This mistake has the Ignatieff supporters smirking with glee. They need a quick demise to Dion’s leadership while Ignatieff has his base motivated, especially before those Chrétien folks who back Bob Rae have a chance to mobilize within caucus.

To make matters much worse for Dion and his party, the Conservatives have intimated that were they to be elected to a majority government, they would open the constitution to finally give Quebec what it wants; a special constitutional status and much greater control over spending power.

The Conservative communications strategy is to gesture to Quebec a commitment to reopen the constitution to favour them and then partly retract it. This leaves the message to resonate quietly in Québec while not upsetting the folks the Conservatives serve in the West and Ontario.

This strategy plays to Ignatieff’s advantage as he too is keen on recognizing Quebec’s special status in the constitution. If he is able to find a way for Dion to step aside, his common ground with the Conservatives on the Québec Question will be what he’ll sell as he convinces Liberals that he’s the guy for the job.

With Denis Codère lining up to replace Ignatieff after Iggy’s turn with the crown, it appears the anti-Chrétien, pro-Paul Martin forces will have recovered their grasp of the party. My, what a wicked web they weave!

Dion caught on the horns

Dion, of course, is a Trudeauite on the question of Québec’s place in Canada; he’s a reasonably honest, deeply committed Liberal with a strong sense of the betterment of Canada through public policy, but is losing his connection to the people and his grasp on his party faster than the snow is melting. Qu'est-ce qu'on va faire?

One option for Dion is to hang up his skates early, resign the party leadership, call a leadership convention for early fall and let the new leader take the team to polls soon thereafter. Curiously, as unlikely such self-sacrifice is in politics these days, Dion may well be the sort of guy who might give himself up this way.

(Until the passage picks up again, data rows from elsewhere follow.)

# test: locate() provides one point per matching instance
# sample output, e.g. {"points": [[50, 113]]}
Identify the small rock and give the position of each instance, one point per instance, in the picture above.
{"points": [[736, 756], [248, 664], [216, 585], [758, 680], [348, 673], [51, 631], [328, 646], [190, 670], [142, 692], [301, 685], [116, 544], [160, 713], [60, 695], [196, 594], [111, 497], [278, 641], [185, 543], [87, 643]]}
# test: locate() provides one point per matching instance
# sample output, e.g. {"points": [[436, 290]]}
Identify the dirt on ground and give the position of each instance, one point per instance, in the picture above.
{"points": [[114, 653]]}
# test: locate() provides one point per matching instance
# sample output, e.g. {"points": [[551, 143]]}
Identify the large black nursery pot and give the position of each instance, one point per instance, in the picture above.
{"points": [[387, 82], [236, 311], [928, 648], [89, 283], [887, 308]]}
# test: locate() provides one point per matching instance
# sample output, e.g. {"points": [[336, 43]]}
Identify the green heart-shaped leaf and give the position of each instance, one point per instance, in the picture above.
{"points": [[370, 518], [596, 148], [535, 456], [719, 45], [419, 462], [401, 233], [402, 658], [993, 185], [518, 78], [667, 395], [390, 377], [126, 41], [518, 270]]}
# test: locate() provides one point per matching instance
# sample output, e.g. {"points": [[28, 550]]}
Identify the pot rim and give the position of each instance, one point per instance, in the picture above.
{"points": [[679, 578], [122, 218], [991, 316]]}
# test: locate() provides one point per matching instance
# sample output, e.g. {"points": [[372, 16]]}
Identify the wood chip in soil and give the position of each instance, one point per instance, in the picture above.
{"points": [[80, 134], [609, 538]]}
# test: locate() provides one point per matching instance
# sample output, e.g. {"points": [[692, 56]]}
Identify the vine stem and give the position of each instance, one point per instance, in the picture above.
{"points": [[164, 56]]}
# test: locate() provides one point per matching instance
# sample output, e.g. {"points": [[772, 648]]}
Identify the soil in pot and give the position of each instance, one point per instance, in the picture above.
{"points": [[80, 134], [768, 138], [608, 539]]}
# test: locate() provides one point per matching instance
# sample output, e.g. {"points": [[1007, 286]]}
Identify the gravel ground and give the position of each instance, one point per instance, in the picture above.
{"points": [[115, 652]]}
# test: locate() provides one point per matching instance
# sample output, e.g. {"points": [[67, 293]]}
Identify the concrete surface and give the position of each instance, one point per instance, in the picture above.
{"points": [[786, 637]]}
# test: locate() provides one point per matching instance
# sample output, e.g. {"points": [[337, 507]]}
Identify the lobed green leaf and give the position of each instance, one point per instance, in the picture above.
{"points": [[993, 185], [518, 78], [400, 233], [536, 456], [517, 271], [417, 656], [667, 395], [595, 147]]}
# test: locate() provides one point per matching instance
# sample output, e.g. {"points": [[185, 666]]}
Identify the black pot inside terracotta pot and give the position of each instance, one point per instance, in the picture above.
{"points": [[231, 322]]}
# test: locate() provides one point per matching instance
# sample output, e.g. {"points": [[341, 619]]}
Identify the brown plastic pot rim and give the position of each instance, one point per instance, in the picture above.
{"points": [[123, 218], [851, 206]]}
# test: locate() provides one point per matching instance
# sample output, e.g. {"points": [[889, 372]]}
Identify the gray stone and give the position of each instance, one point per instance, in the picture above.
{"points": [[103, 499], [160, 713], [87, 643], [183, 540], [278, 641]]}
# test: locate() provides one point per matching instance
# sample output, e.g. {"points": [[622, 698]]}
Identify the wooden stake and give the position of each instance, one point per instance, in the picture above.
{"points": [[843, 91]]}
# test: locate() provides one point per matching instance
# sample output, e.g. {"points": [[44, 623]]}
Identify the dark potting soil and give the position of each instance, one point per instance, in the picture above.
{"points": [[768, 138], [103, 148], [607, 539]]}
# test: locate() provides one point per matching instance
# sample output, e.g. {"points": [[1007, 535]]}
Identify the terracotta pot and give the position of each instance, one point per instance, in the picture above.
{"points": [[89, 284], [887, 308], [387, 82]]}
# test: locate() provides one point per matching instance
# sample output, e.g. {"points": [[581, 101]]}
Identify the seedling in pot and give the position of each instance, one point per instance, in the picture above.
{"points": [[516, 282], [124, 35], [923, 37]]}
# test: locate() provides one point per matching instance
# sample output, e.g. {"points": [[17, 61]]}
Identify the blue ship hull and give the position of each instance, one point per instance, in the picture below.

However, this isn’t much of an answer for the Liberals or for the country, at least for the 65 per cent of Canadians who really don’t wish to see a Conservative majority. The problem is such a contest would be a battle to the political death of the two current aspirants, Iggy and Rae, one supported largely by the old Martin faction and the other by the old Chrétien faction.

Not to mention the cost of another leadership contest for a party that’s relatively short of funds, nor a country that’s tired of the warring egos.

The only game in town

So it appears the best bet for Stéphane remains to maintain the course, to continue to have his team hammer away at Conservatives, wait until they make an electorally expensive blunder and then pounce, using environmentalism as the ticket to 24 Sussex Drive.

Dion will need to win the federalist seats in Montreal, use the hint that Conservatives wish to make further concessions to Quebec to build Liberal support in Ontario and out West, and hope Greens and New Democrats vote strategically.

In the meantime, Dion will need to tell Iggy that if he or any folks even tangentially associated with him move, even surreptitiously, to force the issue, he will go to Rae. And he will publicly blame Iggy’s Machiavellian passion for the harm that a leadership war will do to the party.